What is the percent of increase from 5 to 6?
The Correct Answer and Explanation is:
To find the percent increase from 5 to 6, we can use the following formula:
[
\text{Percent Increase} = \frac{\text{New Value} – \text{Old Value}}{\text{Old Value}} \times 100
]
Step 1: Identify the old and new values
- Old Value = 5
- New Value = 6
Step 2: Subtract the old value from the new value
[
6 – 5 = 1
]
Step 3: Divide the difference by the old value
[
\frac{1}{5} = 0.2
]
Step 4: Multiply by 100 to get the percentage
[
0.2 \times 100 = 20\%
]
Final Answer:
The percent increase from 5 to 6 is 20%.
Explanation:
The concept of percent increase is a way to express the change in a quantity relative to its original value as a percentage. In this case, the original value (Old Value) is 5, and the new value (New Value) is 6. To calculate the percent increase, you first find the difference between the two values, which tells you how much the quantity has increased.

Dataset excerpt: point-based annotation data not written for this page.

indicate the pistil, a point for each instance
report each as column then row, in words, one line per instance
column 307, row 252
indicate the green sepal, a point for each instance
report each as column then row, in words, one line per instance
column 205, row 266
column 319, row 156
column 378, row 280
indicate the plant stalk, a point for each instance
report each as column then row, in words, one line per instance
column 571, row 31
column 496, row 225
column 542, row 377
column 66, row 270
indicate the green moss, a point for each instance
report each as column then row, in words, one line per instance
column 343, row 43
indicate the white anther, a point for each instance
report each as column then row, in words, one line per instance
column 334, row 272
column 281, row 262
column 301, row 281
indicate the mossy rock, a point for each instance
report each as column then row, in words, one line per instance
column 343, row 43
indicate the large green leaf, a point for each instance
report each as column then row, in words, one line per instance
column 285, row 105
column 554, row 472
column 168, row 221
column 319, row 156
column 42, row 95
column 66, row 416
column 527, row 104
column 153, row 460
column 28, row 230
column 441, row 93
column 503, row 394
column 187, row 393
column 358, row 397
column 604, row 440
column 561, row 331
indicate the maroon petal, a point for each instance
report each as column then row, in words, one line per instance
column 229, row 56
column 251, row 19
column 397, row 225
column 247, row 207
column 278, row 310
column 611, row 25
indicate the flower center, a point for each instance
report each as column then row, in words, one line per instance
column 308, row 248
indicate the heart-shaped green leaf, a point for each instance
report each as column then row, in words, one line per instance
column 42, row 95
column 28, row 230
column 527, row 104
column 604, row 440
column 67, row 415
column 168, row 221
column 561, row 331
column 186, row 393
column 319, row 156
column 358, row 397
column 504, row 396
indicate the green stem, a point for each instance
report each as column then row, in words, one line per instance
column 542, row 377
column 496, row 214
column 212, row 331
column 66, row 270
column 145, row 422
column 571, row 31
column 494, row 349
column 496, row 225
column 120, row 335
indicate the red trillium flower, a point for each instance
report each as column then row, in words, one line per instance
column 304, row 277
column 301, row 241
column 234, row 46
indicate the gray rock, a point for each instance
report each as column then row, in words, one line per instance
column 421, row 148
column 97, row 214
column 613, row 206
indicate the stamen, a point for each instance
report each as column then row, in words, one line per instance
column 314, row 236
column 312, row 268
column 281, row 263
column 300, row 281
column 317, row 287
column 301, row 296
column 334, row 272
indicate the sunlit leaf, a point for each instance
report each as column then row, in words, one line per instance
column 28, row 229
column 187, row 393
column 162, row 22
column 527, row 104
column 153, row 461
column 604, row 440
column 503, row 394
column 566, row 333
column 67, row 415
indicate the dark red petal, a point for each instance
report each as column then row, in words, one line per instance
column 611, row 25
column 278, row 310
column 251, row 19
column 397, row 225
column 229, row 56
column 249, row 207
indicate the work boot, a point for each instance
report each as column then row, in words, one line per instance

Next, this difference is divided by the original value (5) to calculate the proportional change relative to the original amount. Dividing gives a decimal (0.2 in this case), which represents the increase as a fraction of the original value. Finally, to express this as a percentage, you multiply by 100.
Percent increase is commonly used in various fields such as economics, finance, and mathematics to measure growth or changes in quantities like prices, salaries, populations, or even exam scores. By converting the change into a percentage, you provide a clearer, standardized way to communicate the magnitude of that change, regardless of the initial value. This is useful because percentages are easy to compare and understand across different contexts.